Published: The 21st IEEE International Symposium on Fault-tolerant Computing, 1991.
Full Paper

Summary

This paper uses five years of field data on software defects to develop a taxonomy of defects, providing insight into their behaviour and impact. The data comes from IBM’s field service database called RETAIN. This paper focuses on those software defects reported against a specific (unnamed) high-end operating system product.

 

This study is performed in the backdrop of a computer industry faced with tremendous challenges in software reliability, quality, and availability. Recent studies have demonstrated that while, in the past five years hardware reliability has made tremendous improvements, software has not. Unless software reliability improves, it will limit the total reliability and availability possible in computer systems.

Software errors found in the field are fundamentally different from classical hardware errors. Like hardware design errors, once fixed, they will not reappear. It is important to understand the type of software errors that remain undiscovered after system test and the conditions in a customer environment that allow them to surface. We have chosen to call these attributes, the error type and the trigger, respectively.

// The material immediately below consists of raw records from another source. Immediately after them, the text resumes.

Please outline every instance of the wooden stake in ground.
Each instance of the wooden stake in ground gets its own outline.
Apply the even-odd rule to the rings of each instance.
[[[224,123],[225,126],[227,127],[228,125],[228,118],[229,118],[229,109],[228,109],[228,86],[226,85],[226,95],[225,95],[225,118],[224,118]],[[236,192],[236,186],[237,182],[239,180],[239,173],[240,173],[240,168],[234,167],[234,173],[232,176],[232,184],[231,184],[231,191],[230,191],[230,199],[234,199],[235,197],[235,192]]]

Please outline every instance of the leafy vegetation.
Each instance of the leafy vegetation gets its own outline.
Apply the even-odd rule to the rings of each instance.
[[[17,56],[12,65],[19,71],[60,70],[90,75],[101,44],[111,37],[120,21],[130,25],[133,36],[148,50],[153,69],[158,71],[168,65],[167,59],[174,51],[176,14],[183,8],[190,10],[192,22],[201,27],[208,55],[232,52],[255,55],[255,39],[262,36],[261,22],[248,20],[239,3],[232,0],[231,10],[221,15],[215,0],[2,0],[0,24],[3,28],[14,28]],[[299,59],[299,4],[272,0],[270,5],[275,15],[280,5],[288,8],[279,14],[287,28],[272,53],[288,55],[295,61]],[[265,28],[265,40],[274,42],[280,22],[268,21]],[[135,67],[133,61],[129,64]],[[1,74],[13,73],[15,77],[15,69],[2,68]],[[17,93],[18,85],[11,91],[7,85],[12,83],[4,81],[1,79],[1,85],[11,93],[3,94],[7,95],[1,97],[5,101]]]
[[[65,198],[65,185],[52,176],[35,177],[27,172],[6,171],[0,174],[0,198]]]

This paper provides distributions of both the error type and the trigger, and provides customer impact information for each of these attributes. The paper focuses on a particular type of defect called the overlay by field service personnel -- errors which corrupt program memory. The overlay defect is contrasted to the typical defect, herein referred to as the regular defect.

The study finds:

  • (1) Overlay defects have, on the average, a much higher impact on the system than regular defects. This is measured by its probability of causing an IPL, its probability of achieving a severity 1 rating, and its probability of being flagged as ‘‘highly pervasive’’ across the customer base.
  • (2) Most overlay defects are due to boundary condition and allocation problems. Contarary to popular folklore, they are less likely to result from timing or synchronization problems.
  • (3) Most overlays are small (order of a few bytes) and occur near the address the software was supposed to write. Less than a fifth of the overlays cause wild stores in a process address space.
  • (4) Non-overlay defects are dominated by undefined state errors in which the module implementing a network or device protocol mistakes the current protocol state and goes into a wait or deadlock state.
  • (5) Untested boundary conditions in the software trigger a majority of failures. Recovery and timing-triggered failures have slightly higher impact than failures triggered by boundary conditions.
  • (6) Among errors in fixes to other errors the causes are related to mismatch in data types and interfaces.
  • (7) While overlay errors are more likely to cause addressing faults than non-overlay errors, most overlay errors do not cause the system to take an address fault. That suggests that the corrupted data can actually be used before the failure occurs, making error propagation more likely.

The above list summarizes some of the salient findings. It is also the intent of this paper to provide a more structured and systematic method to classify and understand software defects. This understanding is critical to designing appropriate techniques to shield against them -- either in development or operation. Furthermore, the paper provides a framework from which fault-models for fault-injection based evaluation can be developed.